In the animal kingdom, like at a bar, the ratio can often be heavily male biased. For example, in a lot of species, males are often first to arrive to the mating ground so they can establish territories.
The females will come afterward, and depending on the pace of female arrivals over time, "you can have very biased sex ratios during some times of the mating season," Weir said.
When the first female arrives, the general thought is the males will get aggressive toward each other, fighting with each other to take out the competition.
"We found that there is this increase in aggression to a point, but then they stop using aggression as a tactic to get females and they change to other tactics like sneaking in or scrambling around looking for females," Weir said.
All this aggression and sneaking around comes at the expense of courtship, which is a costly, time-consuming investment. Think birds such as peacocks with their fabulous displays of feathers or sparrows constantly updating their playlists.

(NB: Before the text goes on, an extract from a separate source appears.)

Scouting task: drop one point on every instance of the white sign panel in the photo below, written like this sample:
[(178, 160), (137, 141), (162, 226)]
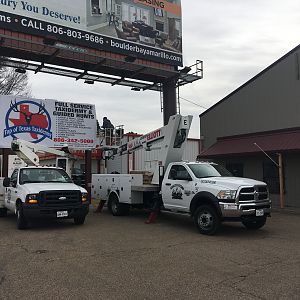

Instead of investing in the displays and songs to attract the very best mate, the males put their energy into just trying to find a mate, any mate, which involves more covert sneaking around.
On the flip side, males in these situations tend to be more guarded of the mates they secure.
"If they've mated with her, they want to ensure they are the only one who's done it," Weir said. "And so, rather than go off and fight with other males or try to court another female, they'll just cling to the female that they've already mated with."
Overall, Weir and her colleagues note, the findings illustrate a considerable flexibility in the mating structure within species, which is likely related to the end goal of life: reproduction.
At least, that's the next question they hope to tackle in their research.
"If the goal of the biological world is to leave more offspring, are these changes in behavior beneficial to the males when they are actually competing for mates and competing to fertilize eggs?" asked Weir.
Weir is a lead author of a paper describing this research in the February issue of The American Naturalist.